Clément Jodoin a peu ajouté sur la question, mais ses mots veulent tout dire. « Je n’accepte pas les plongeons. Je peux me faire battre de la manière dont on veut, mais ce que je crois est du fait que je me tiens debout et je redis à mes joueurs qu’il y a une façon de faire et on va toujours le faire de la même façon. Oui, ça demeure de la compétition, mais je n’ai pas beaucoup de respect pour cette forme de compétition qui est le plongeon. »
Jodoin ajoute que cela ne fait pas partie de son enseignement. « Tu enseignes aux joueurs à se tenir debout. 15-2 les punitions dans le premier match… Je vous ai montré que cela aurait pu finir 15-15. Tout est donc question de réalité… »

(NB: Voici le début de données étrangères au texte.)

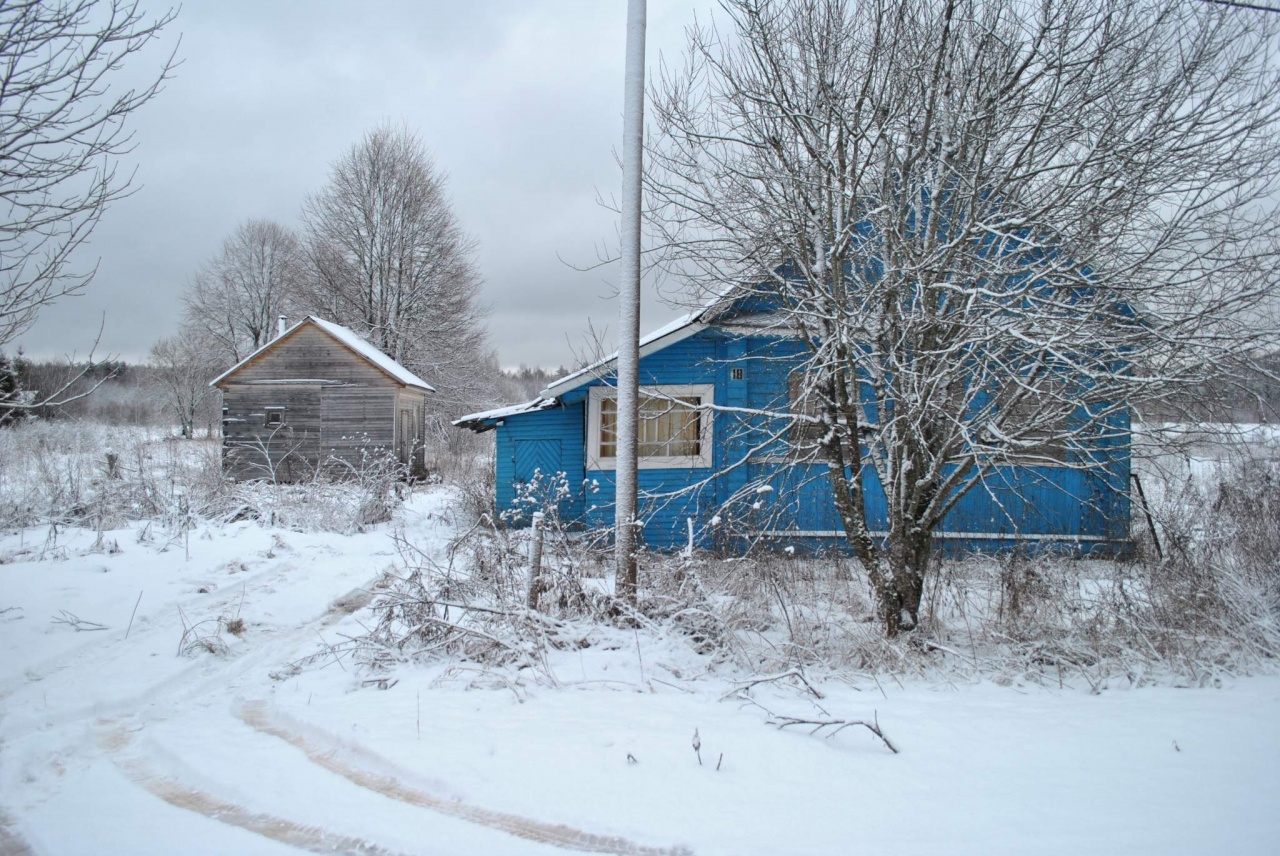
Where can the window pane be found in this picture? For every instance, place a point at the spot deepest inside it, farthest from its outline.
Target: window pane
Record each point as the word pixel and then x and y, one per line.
pixel 608 428
pixel 667 428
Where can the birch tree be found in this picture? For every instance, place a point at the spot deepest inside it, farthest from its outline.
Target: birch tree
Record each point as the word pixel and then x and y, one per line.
pixel 995 228
pixel 182 374
pixel 391 261
pixel 234 301
pixel 63 128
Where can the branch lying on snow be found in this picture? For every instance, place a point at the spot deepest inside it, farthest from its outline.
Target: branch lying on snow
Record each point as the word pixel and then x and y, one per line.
pixel 74 621
pixel 816 726
pixel 835 724
pixel 791 673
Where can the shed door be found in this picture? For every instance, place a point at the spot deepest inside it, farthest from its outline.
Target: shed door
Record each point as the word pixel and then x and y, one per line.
pixel 542 456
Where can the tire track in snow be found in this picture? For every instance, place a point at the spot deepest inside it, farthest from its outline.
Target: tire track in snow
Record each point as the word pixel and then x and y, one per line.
pixel 557 834
pixel 113 738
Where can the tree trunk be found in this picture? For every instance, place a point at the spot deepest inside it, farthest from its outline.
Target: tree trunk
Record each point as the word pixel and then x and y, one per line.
pixel 900 585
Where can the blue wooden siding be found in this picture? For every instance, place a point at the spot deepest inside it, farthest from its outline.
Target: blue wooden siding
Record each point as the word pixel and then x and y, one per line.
pixel 1080 509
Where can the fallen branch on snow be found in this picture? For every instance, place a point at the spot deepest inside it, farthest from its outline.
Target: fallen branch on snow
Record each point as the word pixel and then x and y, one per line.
pixel 76 622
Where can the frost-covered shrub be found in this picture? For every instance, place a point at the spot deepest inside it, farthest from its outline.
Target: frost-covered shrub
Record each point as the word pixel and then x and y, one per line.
pixel 78 474
pixel 92 475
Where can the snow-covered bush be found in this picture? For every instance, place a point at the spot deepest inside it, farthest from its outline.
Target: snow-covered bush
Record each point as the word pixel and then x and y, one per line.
pixel 80 474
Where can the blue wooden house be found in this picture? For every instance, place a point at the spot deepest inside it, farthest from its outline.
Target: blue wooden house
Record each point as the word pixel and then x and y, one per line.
pixel 714 475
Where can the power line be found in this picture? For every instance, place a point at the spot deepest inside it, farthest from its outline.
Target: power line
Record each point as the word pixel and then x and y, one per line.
pixel 1237 4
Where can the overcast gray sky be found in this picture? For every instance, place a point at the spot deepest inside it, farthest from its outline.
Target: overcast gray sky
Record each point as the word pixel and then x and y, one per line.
pixel 519 100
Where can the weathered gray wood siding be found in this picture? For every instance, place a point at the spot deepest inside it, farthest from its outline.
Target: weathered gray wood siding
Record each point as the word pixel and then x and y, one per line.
pixel 356 422
pixel 410 447
pixel 338 411
pixel 311 353
pixel 251 449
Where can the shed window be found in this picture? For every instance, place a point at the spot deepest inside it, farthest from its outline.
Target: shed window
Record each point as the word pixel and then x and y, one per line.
pixel 673 431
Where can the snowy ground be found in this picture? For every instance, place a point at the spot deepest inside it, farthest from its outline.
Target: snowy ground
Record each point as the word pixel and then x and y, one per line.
pixel 114 744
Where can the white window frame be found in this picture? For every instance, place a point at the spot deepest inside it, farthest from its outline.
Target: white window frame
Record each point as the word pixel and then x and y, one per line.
pixel 705 394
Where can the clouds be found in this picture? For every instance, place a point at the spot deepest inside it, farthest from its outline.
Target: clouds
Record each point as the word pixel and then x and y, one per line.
pixel 519 101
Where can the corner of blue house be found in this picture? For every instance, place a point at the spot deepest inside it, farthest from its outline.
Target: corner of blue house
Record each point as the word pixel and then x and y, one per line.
pixel 748 480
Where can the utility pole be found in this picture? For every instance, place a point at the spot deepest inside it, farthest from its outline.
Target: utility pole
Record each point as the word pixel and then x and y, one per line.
pixel 629 309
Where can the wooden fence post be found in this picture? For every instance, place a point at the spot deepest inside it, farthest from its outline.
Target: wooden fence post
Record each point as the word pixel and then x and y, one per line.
pixel 535 563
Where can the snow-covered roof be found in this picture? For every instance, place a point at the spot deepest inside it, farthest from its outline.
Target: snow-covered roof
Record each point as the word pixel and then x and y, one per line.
pixel 668 334
pixel 480 421
pixel 348 338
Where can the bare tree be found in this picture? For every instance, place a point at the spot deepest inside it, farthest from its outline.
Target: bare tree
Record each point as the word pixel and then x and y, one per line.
pixel 238 294
pixel 182 372
pixel 63 127
pixel 392 262
pixel 992 229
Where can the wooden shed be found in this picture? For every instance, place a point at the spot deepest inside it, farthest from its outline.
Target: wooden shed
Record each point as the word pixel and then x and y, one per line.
pixel 319 398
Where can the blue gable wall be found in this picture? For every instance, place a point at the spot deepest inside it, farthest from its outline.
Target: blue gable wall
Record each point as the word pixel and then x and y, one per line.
pixel 1086 509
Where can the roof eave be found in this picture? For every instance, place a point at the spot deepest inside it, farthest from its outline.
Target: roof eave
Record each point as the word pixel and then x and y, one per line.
pixel 597 370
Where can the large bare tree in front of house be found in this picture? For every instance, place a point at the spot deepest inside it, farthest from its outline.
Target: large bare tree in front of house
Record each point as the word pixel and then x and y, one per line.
pixel 993 228
pixel 233 302
pixel 182 370
pixel 391 261
pixel 63 128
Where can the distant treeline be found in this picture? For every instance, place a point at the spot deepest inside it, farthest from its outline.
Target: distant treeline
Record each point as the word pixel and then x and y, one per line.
pixel 127 393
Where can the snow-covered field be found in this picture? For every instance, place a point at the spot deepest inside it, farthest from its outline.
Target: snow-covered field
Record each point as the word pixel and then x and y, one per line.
pixel 115 742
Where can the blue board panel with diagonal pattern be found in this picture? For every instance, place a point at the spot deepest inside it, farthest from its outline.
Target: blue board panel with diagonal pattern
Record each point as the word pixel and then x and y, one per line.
pixel 542 456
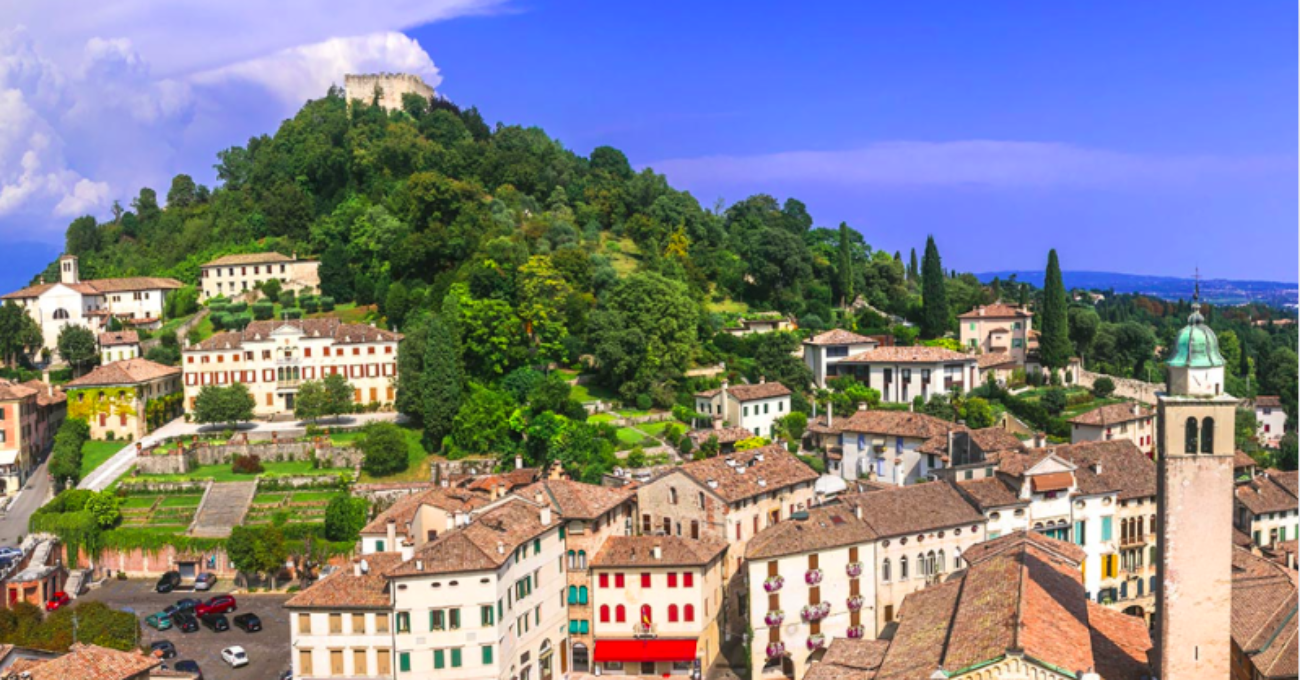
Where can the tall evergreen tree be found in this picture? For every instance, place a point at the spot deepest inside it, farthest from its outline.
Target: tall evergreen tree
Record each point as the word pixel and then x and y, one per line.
pixel 845 267
pixel 1053 321
pixel 934 291
pixel 441 384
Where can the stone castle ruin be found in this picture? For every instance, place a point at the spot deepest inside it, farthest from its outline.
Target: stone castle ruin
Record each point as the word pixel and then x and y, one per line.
pixel 391 87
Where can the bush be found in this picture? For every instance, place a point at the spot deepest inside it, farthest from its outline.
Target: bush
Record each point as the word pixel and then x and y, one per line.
pixel 246 464
pixel 1103 388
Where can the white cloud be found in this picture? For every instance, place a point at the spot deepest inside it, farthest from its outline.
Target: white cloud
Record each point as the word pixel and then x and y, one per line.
pixel 995 164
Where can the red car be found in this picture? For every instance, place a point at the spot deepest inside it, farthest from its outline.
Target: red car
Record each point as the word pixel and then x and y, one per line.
pixel 217 605
pixel 57 600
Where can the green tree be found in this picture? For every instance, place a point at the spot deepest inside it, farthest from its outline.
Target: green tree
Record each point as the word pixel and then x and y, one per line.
pixel 385 449
pixel 77 346
pixel 345 518
pixel 1053 329
pixel 934 290
pixel 440 384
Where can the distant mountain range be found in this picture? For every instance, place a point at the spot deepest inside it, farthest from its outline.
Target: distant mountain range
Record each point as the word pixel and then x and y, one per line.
pixel 1213 290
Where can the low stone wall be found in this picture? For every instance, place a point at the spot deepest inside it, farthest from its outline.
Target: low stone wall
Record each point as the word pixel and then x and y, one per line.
pixel 1125 388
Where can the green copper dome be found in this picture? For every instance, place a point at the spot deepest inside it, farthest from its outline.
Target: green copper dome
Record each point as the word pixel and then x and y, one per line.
pixel 1196 345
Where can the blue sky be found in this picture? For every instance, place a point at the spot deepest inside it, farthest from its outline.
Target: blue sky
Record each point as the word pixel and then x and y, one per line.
pixel 1144 138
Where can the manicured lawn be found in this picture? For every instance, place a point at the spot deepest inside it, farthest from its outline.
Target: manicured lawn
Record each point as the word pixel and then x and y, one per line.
pixel 181 501
pixel 94 454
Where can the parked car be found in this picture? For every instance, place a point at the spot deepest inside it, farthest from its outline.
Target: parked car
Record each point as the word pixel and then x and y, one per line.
pixel 216 622
pixel 248 622
pixel 217 605
pixel 160 622
pixel 168 581
pixel 189 667
pixel 235 657
pixel 57 600
pixel 187 623
pixel 163 649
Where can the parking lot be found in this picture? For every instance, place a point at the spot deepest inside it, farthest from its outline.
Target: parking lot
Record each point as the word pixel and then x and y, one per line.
pixel 267 650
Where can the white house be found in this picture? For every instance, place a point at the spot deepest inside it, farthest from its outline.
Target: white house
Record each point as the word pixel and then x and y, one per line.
pixel 754 407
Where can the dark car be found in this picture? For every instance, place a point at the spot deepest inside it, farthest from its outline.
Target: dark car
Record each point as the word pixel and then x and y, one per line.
pixel 189 667
pixel 185 622
pixel 216 622
pixel 163 649
pixel 248 622
pixel 168 581
pixel 217 605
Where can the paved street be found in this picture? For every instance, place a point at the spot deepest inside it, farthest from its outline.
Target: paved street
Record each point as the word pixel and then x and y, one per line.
pixel 267 650
pixel 121 462
pixel 33 496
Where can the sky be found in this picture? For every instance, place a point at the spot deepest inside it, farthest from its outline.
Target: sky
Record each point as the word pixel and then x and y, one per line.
pixel 1132 137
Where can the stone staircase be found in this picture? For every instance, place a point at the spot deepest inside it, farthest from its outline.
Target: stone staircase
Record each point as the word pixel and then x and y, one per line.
pixel 224 506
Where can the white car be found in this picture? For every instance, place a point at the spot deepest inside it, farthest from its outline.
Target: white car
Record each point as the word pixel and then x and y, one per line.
pixel 235 657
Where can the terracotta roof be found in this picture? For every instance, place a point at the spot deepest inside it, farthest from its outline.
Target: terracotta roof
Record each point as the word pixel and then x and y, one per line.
pixel 346 589
pixel 896 424
pixel 748 473
pixel 908 355
pixel 915 509
pixel 997 311
pixel 831 525
pixel 763 390
pixel 250 258
pixel 118 337
pixel 324 326
pixel 125 372
pixel 484 544
pixel 1268 493
pixel 837 337
pixel 1021 592
pixel 674 551
pixel 1113 415
pixel 404 510
pixel 573 499
pixel 1264 614
pixel 92 662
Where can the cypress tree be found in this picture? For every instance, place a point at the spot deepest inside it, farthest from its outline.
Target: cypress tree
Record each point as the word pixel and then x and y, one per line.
pixel 441 382
pixel 1054 325
pixel 934 293
pixel 845 267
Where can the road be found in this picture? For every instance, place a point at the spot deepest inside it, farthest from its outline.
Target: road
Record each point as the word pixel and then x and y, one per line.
pixel 122 460
pixel 33 496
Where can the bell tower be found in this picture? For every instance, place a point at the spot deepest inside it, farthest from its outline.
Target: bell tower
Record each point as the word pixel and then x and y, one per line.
pixel 1194 571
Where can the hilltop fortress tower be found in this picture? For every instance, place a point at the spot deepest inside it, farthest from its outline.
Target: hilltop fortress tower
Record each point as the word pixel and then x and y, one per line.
pixel 391 87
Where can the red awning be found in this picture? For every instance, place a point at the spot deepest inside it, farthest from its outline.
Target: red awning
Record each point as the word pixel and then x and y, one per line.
pixel 637 650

Chez les Voltigeurs, on a peu réagi dans ce dossier, laissant Rimouski mener sa barque à sa manière. Le directeur général Dominic Ricard s’est fait l’homme de peu de mots tandis que Guy Boucher a – jusqu’ici – refusé de commenter, préférant répéter à qui veut l’entendre que la série est 0-0 et que le prochain match est majeur pour lui et son équipe.
On verra ce soir comment cette sortie de l’Océanic sera reçue par le public et par les officiels qui seront sur la glace. En passant, 10 des 12 buts des Voltigeurs dans cette série sont en avantage numérique. Rimouski et Drummondville sont 2-2 à forces égales dans les deux premiers matchs.